🤖 AI Summary
To address severe performance bottlenecks in GNU OpenMP’s fine-grained tasking on multi-socket manycore systems—caused by runtime synchronization overhead—this paper proposes a lightweight, NUMA-aware parallel runtime optimization framework. It introduces a lock-free XQueue task queue to eliminate centralized scheduler contention; a hybrid distributed tree barrier to reduce synchronization latency; and a dual-strategy lock-free load balancing mechanism—combining local work-stealing with cross-NUMA task migration—to dynamically adapt to load imbalance. Evaluated on the BOTS benchmark, the approach achieves up to 1522.8× single-node speedup over GNU OpenMP; integrating dynamic load balancing further improves fine-grained task performance by up to 4×, with order-of-magnitude gains in specific scenarios. The core contribution lies in the first synergistic integration of lock-free task queues, distributed barriers, and NUMA-aware dual-mode load balancing—effectively eliminating global locks and centralized synchronization bottlenecks.
📝 Abstract
Achieving efficient task parallelism on many-core architectures is an important challenge.

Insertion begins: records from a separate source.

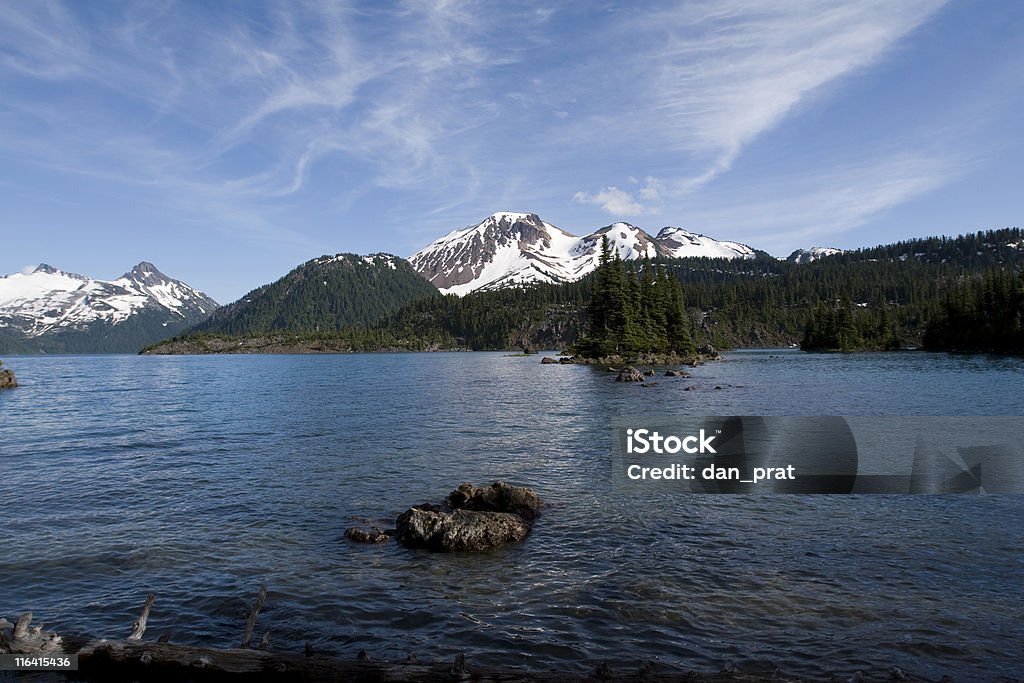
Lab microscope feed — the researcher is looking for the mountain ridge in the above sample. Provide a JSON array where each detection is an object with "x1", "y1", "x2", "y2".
[
  {"x1": 0, "y1": 261, "x2": 218, "y2": 353},
  {"x1": 409, "y1": 211, "x2": 760, "y2": 296}
]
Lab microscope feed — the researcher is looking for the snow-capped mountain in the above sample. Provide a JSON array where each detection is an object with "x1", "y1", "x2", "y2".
[
  {"x1": 409, "y1": 212, "x2": 755, "y2": 296},
  {"x1": 785, "y1": 247, "x2": 843, "y2": 263},
  {"x1": 0, "y1": 261, "x2": 217, "y2": 353}
]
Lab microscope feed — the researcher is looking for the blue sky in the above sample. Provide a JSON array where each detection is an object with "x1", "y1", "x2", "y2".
[{"x1": 0, "y1": 0, "x2": 1024, "y2": 302}]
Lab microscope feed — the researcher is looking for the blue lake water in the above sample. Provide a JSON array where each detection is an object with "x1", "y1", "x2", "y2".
[{"x1": 0, "y1": 351, "x2": 1024, "y2": 680}]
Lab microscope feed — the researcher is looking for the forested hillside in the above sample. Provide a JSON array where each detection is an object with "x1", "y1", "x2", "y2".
[
  {"x1": 146, "y1": 228, "x2": 1024, "y2": 353},
  {"x1": 193, "y1": 254, "x2": 440, "y2": 335}
]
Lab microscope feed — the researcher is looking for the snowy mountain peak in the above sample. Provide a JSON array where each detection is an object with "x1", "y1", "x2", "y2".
[
  {"x1": 654, "y1": 225, "x2": 755, "y2": 258},
  {"x1": 0, "y1": 261, "x2": 217, "y2": 348},
  {"x1": 409, "y1": 211, "x2": 755, "y2": 296},
  {"x1": 785, "y1": 247, "x2": 843, "y2": 263}
]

The widely used GNU OpenMP implementation of the popular OpenMP parallel programming model incurs high overhead for fine-grained, short-running tasks due to time spent on runtime synchronization. In this work, we introduce and analyze three key advances that collectively achieve significant performance gains. First, we introduce XQueue, a lock-less concurrent queue implementation to replace GNU's priority task queue and remove the global task lock. Second, we develop a scalable, efficient, and hybrid lock-free/lock-less distributed tree barrier to address the high hardware synchronization overhead from GNU's centralized barrier. Third, we develop two lock-less and NUMA-aware load balancing strategies. We evaluate our implementation using Barcelona OpenMP Task Suite (BOTS) benchmarks. Results from the first and second advances demonstrate up to 1522.8$ imes$ performance improvement compared to the original GNU OpenMP. Further improvements from lock-less load balancing show up to 4$ imes$ improvement compared to GNU OpenMP using XQueue. Through a rich set of profiling and instrumentation tools, we are able to investigate the runtime behavior of GNU OpenMP and improve its performance on fine-grained tasks by many orders of magnitude.